Ya know Kev I will give you that your boat looks a lot nicer.  But it is not the Rolls Royce and Copperhead is not a Kia.  I would compare it more to a Chevy and a Caddy.  Chevy gets the job done.  Caddy gets the same job done but people like to point to that shield on the front and make sure other folks know they have one. I guess what it really comes down to is this; the way I see it there are two kinds of people, those who think that the clothes make the man, and those who think that the man makes the clothes. Which are you?


----------



## East_Cape (Jun 3, 2008)

Gordo,

I'm not gonna banter back and forth with you cause clearly they are two different skiffs in different price points...
I think your case better suits other brands like a ghenn,inshore,etc..

You can't compare the two as they are different lengths, price points, materials & methods, and how the base price is set-up...not to mention design which is also clearly different.
I'm glad your happy with your skiff but your view is different than mine so let's agree we disagree. Cool?
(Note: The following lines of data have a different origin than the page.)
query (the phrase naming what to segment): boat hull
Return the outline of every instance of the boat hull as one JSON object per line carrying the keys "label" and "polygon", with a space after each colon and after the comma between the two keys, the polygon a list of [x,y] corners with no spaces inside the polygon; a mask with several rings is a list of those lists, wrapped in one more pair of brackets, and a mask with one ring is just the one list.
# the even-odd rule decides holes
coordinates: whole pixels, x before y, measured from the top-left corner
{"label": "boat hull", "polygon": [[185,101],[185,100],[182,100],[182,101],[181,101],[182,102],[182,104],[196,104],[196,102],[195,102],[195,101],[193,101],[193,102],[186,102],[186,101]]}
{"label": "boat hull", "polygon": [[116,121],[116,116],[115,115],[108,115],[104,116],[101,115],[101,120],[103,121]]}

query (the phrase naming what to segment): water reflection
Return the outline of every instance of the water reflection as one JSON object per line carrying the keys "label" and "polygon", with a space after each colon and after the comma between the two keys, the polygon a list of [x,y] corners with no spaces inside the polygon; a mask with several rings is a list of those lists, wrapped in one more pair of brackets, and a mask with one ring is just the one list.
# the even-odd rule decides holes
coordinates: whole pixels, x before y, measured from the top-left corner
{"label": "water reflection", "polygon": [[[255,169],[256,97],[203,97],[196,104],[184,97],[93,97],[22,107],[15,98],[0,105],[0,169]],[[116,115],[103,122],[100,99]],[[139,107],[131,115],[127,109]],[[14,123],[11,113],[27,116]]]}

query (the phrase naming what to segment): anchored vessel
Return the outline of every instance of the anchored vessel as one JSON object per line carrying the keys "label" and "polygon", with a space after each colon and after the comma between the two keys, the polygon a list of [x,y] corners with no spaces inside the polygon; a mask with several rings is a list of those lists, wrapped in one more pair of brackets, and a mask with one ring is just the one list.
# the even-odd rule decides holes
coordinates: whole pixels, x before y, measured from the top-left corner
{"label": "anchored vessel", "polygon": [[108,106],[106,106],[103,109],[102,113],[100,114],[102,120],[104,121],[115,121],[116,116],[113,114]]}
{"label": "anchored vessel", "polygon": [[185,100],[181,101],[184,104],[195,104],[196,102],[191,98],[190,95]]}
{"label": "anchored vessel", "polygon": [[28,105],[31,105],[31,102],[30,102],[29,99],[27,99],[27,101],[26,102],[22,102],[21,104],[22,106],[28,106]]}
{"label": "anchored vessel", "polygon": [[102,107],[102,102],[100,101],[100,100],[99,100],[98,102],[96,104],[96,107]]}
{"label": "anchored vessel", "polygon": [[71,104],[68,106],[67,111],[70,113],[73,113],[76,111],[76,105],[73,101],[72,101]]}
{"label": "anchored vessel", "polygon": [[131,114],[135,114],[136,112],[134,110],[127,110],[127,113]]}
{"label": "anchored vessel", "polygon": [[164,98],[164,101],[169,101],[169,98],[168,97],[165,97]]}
And to answer your question I'm both to the suit bro...
But at the end of the day we all put our pants on the same way I just happen to like mine made/look different than yours.  ;D


----------



## capt_gordon (Sep 10, 2007)

Yeah but Kev I got more inside my pants than you do. ;D ;D ;D ;D ;D ;D


----------



## TomFL (Oct 2, 2007)

This thread started off interesting and showed a sweet boat but now it's starting to sound like the FS forum... 

I'm not agreeing with either of you but who really cares whether someone else spends $10 on their boat or $100k? If that's what they want more power to them. 

People come across from Cuba on empty 55 gallon drums with a board strapped across them for chrissakes, but that doesn't mean I'd want to do it!!

Let it rest and keep on track. 

-T


----------



## capt_gordon (Sep 10, 2007)

Tom,
You are right of course. kev and i have known each other for a lot of years. just messing with each other. sorry.


----------